Wednesday, September 15, 2010

Reyes, Beltran, and the One Month Grace Period

When it comes to baseball, I am a strong believer that there is nothing better for you than playing the game. Getting reps, taking swings, making throws, seeing pitches, doing your regular routine - in my opinion, all of those things help more than any amount of working out or mental preparation could ever could. You just need to be near the game and to play.

With that said, I usually like to give players a week or two when returning from an injury before I really start evaluating them. With baseball being a game of milliseconds and millimeters, even the most imperceptible delay can be the difference between a home run and a harmless fly out.

In the cases of Jose Reyes and Carlos Beltran, I was willing to give them longer than that.
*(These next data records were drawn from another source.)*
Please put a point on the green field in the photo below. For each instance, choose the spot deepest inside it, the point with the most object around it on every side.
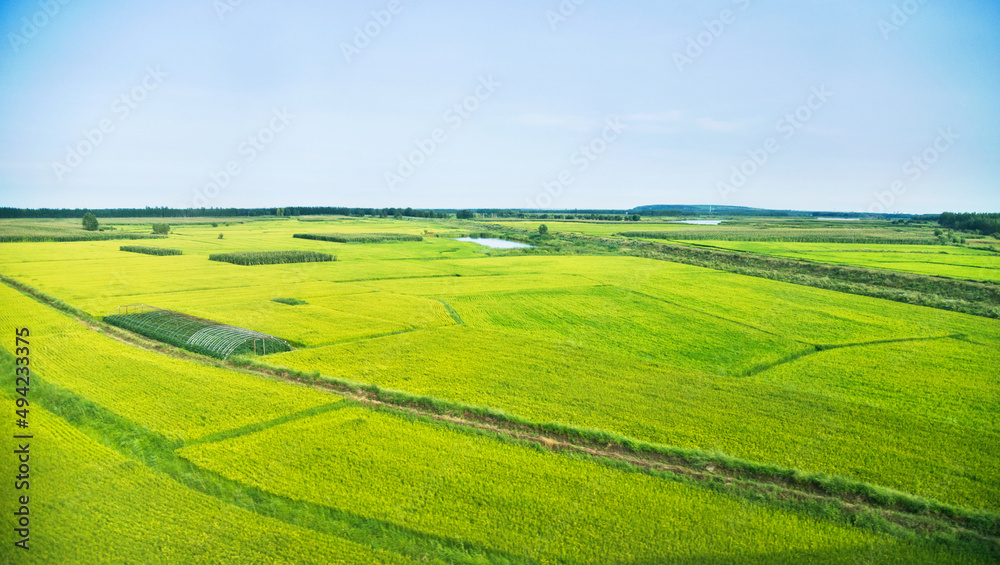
(775, 374)
(941, 261)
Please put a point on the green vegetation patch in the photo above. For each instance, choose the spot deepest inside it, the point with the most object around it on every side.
(360, 237)
(822, 235)
(248, 258)
(506, 498)
(150, 250)
(197, 334)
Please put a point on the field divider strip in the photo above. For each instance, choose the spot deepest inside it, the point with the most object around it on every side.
(452, 312)
(261, 426)
(851, 501)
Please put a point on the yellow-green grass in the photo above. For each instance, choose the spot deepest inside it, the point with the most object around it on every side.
(753, 418)
(937, 260)
(520, 501)
(586, 228)
(176, 398)
(623, 344)
(89, 504)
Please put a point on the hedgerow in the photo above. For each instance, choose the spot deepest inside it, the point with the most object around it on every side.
(248, 258)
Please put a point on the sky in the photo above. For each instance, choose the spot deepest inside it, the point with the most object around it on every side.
(831, 105)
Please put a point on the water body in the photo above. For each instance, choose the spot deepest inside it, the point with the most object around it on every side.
(698, 222)
(495, 243)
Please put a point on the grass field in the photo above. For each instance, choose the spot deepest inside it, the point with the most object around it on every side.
(677, 355)
(516, 500)
(92, 504)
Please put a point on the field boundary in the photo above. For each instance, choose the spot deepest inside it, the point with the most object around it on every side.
(956, 295)
(819, 495)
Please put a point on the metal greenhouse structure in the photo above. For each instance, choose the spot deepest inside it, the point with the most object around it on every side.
(193, 333)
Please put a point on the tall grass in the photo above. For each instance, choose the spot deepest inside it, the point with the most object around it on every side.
(360, 237)
(248, 258)
(15, 236)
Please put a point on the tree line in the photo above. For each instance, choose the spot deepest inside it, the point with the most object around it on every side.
(986, 224)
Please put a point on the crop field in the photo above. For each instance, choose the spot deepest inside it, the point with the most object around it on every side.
(362, 443)
(94, 501)
(446, 483)
(248, 258)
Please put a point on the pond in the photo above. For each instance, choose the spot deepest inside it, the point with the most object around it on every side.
(495, 243)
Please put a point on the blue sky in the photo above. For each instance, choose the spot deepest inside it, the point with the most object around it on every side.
(501, 104)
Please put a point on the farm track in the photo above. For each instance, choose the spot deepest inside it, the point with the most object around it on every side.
(903, 515)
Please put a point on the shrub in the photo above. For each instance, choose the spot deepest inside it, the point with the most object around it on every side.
(248, 258)
(150, 250)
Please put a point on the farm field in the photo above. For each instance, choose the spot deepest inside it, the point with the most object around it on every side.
(94, 501)
(675, 355)
(936, 260)
(444, 482)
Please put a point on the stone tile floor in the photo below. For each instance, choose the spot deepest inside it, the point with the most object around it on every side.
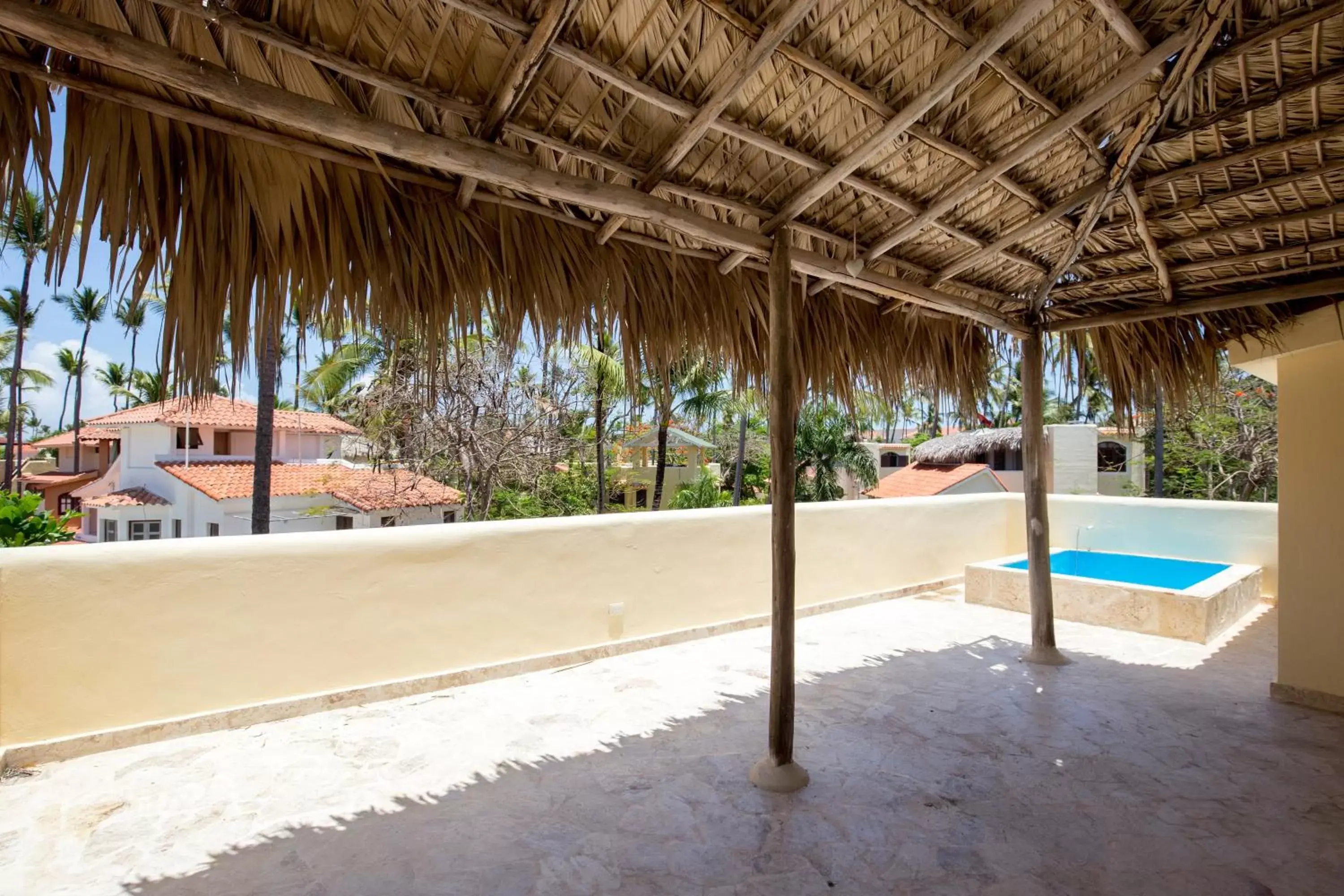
(940, 765)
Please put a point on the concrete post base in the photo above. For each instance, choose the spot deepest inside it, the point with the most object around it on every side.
(779, 780)
(1046, 657)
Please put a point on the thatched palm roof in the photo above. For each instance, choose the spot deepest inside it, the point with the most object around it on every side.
(1164, 174)
(967, 447)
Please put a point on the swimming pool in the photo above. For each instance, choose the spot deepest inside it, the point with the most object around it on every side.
(1132, 569)
(1170, 597)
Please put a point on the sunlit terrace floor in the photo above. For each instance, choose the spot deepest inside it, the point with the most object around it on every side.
(940, 765)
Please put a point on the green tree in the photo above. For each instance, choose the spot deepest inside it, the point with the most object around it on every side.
(26, 225)
(131, 314)
(115, 377)
(69, 365)
(827, 444)
(604, 378)
(703, 492)
(23, 523)
(86, 307)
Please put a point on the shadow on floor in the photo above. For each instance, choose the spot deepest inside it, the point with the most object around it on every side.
(957, 771)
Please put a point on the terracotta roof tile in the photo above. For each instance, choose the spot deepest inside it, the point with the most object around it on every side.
(125, 497)
(224, 413)
(922, 480)
(363, 488)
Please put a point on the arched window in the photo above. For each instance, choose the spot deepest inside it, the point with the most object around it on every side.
(1112, 457)
(893, 458)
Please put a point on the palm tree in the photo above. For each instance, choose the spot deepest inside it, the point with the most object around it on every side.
(332, 386)
(828, 444)
(131, 314)
(605, 375)
(26, 225)
(69, 365)
(115, 377)
(86, 307)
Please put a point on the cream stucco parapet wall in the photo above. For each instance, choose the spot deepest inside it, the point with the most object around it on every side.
(112, 636)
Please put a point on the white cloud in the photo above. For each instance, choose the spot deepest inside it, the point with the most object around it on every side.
(46, 404)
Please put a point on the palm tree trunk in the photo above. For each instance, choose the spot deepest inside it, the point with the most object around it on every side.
(80, 369)
(601, 454)
(742, 450)
(13, 444)
(265, 437)
(664, 422)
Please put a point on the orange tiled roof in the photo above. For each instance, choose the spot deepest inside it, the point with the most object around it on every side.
(127, 497)
(88, 436)
(224, 413)
(922, 480)
(363, 488)
(53, 480)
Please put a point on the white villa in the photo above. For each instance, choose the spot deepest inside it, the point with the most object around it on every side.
(1081, 458)
(183, 469)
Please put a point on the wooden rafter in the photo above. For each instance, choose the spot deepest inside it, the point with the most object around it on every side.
(943, 86)
(513, 89)
(1146, 238)
(877, 104)
(718, 101)
(1022, 232)
(1207, 23)
(1228, 230)
(1129, 76)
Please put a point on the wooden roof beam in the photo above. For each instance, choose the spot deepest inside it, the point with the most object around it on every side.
(1272, 296)
(963, 68)
(1121, 25)
(1022, 232)
(718, 101)
(1207, 22)
(683, 109)
(515, 85)
(463, 158)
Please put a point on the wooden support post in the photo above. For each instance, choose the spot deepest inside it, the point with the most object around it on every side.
(1038, 520)
(777, 771)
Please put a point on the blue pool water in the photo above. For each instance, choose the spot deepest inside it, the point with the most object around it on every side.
(1132, 569)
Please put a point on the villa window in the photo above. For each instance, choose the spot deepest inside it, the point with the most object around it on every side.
(146, 530)
(1112, 457)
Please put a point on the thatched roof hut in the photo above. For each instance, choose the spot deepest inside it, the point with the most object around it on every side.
(1162, 181)
(964, 448)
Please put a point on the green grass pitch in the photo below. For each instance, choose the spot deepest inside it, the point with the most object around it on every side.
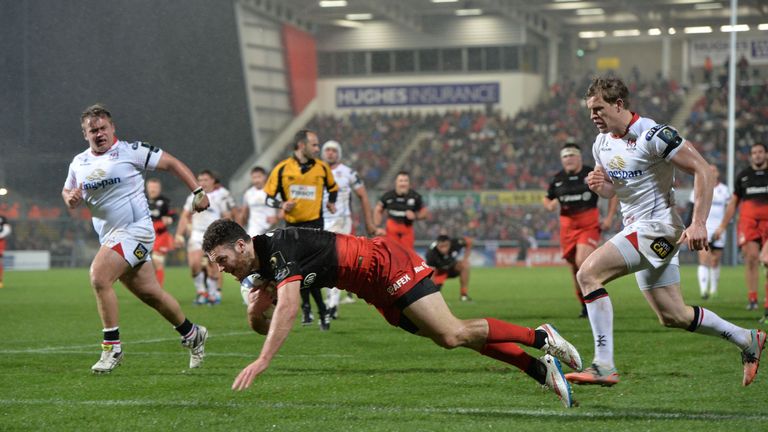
(363, 374)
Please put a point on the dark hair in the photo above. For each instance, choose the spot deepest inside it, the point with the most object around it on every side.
(610, 88)
(95, 110)
(301, 137)
(258, 169)
(223, 231)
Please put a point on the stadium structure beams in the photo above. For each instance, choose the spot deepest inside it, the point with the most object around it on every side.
(533, 20)
(279, 12)
(395, 13)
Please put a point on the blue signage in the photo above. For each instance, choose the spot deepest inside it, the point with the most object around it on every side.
(440, 94)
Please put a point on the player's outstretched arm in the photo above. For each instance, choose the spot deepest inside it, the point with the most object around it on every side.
(599, 183)
(182, 172)
(690, 161)
(282, 322)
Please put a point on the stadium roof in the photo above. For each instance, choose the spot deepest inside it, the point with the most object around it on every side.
(545, 17)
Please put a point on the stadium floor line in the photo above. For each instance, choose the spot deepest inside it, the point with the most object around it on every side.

Not that I didn't hope or expect them to perform well - but I decided before the season that I would not make any conclusions about their future performance based on anything I saw from them in the first MONTH of play. Offensively and on the basepaths, that is. I think that defensively, it's a different kind of evaluation.

I did that for Beltran and Reyes this year the same way I did it for Wright last year. The same way I do that for a player on an opposing team. The same way I do it in fantasy baseball. It's not homerism - it's just an acknowledgement that baseball is a peculiar game and that it's silly to expect someone to come back to playing the game at its highest level on the planet without a delay.

Without any further adieu, I present to you the statistics for Jose Reyes and Carlos Beltran, sans first month of play:

Carlos Beltran: .244/.360/.390, 750 OPS, .254 BABIP, 16 bb, 11 K
Jose Reyes: .301/.333/.461, 795 OPS, .313 BABIP, 19 bb, 36 K

Remember, of course, that the above line for Beltran does not include his double and home run from tonight. For both players, these present significant improvements over their season slash lines.

In addition, Beltran might be a victim of some bad luck -- his career BABIP is .301 and he's been hitting the ball at roughly the same rates as before, if with slightly less authority. Another 30 points of average, and that line is more like .274/.390/.430, which is something I'd sign up for.

As we turn our eyes to 2011, it is important that we do a good job - a smart job - taking inventory of what we have. Particularly of players like Reyes and Beltran, who are under Met control for 2011 but not for 2012.

Everyone who reads here will know where I fall on this topic, and I think it would behoove Mets management to take a good hard look at how Beltran and Reyes finish up this season, rather than how they started it, in making their evaluations going forward.